Investigators also reportedly asked about an article in which Mathewson published Kerkman’s campaign registration statement showing when the judge would next be up for election. Mathewson noted the document was obtained directly from the official Wisconsin Sunshine website and was already publicly accessible through a government source.
Although Mathewson said he was not legally required to remove information obtained through government sources, he voluntarily complied with nearly all requests to redact information from the filing.
The detective additionally questioned Mathewson’s presence at a public meeting attended by Kerkman. Mathewson said he sat in one place during the meeting, photographed numerous public officials in attendance, and never followed Kerkman around the room.
Mathewson said the entire situation appears retaliatory and designed to intimidate him because of his reporting and pending federal litigation.
“This started after I sued him and after I exposed embarrassing things involving his courtroom and his conduct,” Mathewson said. “I report critically on a lot of judges. Anybody who actually reads Kenosha County Eye knows that. The idea that criticism of a public official somehow becomes criminal harassment is absurd.”
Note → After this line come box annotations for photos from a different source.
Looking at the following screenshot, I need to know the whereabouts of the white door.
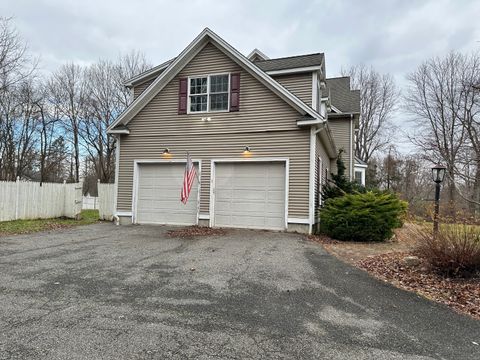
[213,162,286,230]
[136,163,198,225]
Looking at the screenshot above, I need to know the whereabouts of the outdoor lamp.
[432,164,446,184]
[432,164,446,237]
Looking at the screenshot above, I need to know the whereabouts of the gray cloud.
[0,0,480,153]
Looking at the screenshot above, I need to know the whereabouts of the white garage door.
[214,162,285,230]
[136,163,198,225]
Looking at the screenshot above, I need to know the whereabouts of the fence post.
[15,176,20,220]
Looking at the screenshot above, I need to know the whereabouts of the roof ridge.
[325,75,351,80]
[255,52,325,63]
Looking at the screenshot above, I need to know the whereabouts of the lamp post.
[432,164,446,237]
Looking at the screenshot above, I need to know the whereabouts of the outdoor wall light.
[432,164,446,237]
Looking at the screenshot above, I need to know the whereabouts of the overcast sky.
[0,0,480,150]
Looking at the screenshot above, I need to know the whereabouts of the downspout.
[349,114,355,181]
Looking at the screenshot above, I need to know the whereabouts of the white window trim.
[187,73,231,114]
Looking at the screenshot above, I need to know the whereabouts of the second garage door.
[213,162,286,230]
[136,163,198,225]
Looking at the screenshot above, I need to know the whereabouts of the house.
[108,28,359,233]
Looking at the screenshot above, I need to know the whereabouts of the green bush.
[322,149,365,201]
[416,224,480,276]
[320,191,407,241]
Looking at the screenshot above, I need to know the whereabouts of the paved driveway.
[0,224,480,359]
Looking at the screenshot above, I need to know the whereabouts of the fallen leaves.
[167,225,227,238]
[356,252,480,320]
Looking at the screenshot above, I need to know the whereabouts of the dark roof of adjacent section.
[254,53,324,71]
[326,76,360,113]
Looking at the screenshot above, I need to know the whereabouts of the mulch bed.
[167,225,227,238]
[355,252,480,320]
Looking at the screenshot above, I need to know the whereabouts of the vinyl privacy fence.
[98,182,115,221]
[0,180,82,221]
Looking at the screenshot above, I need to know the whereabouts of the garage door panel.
[214,162,285,230]
[136,163,198,225]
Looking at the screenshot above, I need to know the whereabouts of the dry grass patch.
[357,252,480,320]
[167,225,227,238]
[310,223,480,319]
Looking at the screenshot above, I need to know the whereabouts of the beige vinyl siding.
[118,44,310,218]
[328,118,353,177]
[315,136,331,222]
[273,72,312,106]
[133,79,155,100]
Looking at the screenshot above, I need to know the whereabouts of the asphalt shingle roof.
[254,53,324,71]
[326,76,360,113]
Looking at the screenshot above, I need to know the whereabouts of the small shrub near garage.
[320,191,407,241]
[416,224,480,276]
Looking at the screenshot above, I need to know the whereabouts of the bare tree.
[342,65,399,162]
[405,52,474,204]
[80,60,118,182]
[0,17,37,91]
[79,51,150,182]
[454,53,480,212]
[115,50,152,108]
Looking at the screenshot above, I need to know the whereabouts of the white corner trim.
[312,71,318,111]
[131,159,202,225]
[113,135,121,212]
[288,218,310,225]
[209,157,290,229]
[308,126,317,234]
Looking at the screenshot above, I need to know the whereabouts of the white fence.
[0,180,82,221]
[82,195,98,210]
[98,182,115,221]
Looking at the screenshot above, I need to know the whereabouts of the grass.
[0,210,98,236]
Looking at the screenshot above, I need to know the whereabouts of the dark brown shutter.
[230,73,240,111]
[178,78,188,114]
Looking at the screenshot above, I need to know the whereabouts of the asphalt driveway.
[0,224,480,359]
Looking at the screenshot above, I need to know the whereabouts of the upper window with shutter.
[184,74,239,113]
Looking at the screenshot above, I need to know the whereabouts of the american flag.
[180,153,197,204]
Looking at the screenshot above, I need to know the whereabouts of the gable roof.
[254,53,325,72]
[325,76,360,113]
[123,58,175,87]
[107,28,326,132]
[247,48,270,61]
[124,49,325,87]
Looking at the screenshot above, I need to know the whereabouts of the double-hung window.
[188,74,230,113]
Mathewson also pointed to the fact that, despite the “threats” classification and the passage of approximately eight months, law enforcement has still not alleged that he threatened violence against Kerkman or anyone else.
Records reviewed by Kenosha County Eye further show that Kerkman requested deputy bodyguards to escort him to at least two separate Judiciary and Law Committee meetings. In one request, Kerkman specifically asked that a deputy escort him to the administrative building and remain present during the meeting. The deputy bodyguard requests were personally approved by Sheriff David W. Zoerner (D).

The records also show Kerkman coordinated an official courthouse security assessment through the Wisconsin State Capitol Police, conducted at public expense. Emails contained in the records discuss courthouse walkthroughs, judicial security concerns, residential security assessments for judges and their families, panic alarms, escorts and other security-related recommendations. The only tangible security-related change Kenosha County Eye has been made aware of following the assessment is that Clerk of Courts Rebecca Matoska-Mentink reportedly stopped allowing certain courthouse personnel to bypass the metal detector screening process.

“I’m told that lately Chad is not in his right mind,” Mathewson said. “The fact that he’s asking for deputy bodyguards to committee meetings already filled with law enforcement officers and requesting formal security assessments at the courthouse leaves two possibilities, in my opinion. Either he genuinely believes people are out to harm him and is acting in a paranoid fashion, or he is intentionally trying to gaslight law enforcement into treating political criticism as a public-safety threat in order to silence a critic and punish me for suing him. Either possibility is equally alarming.”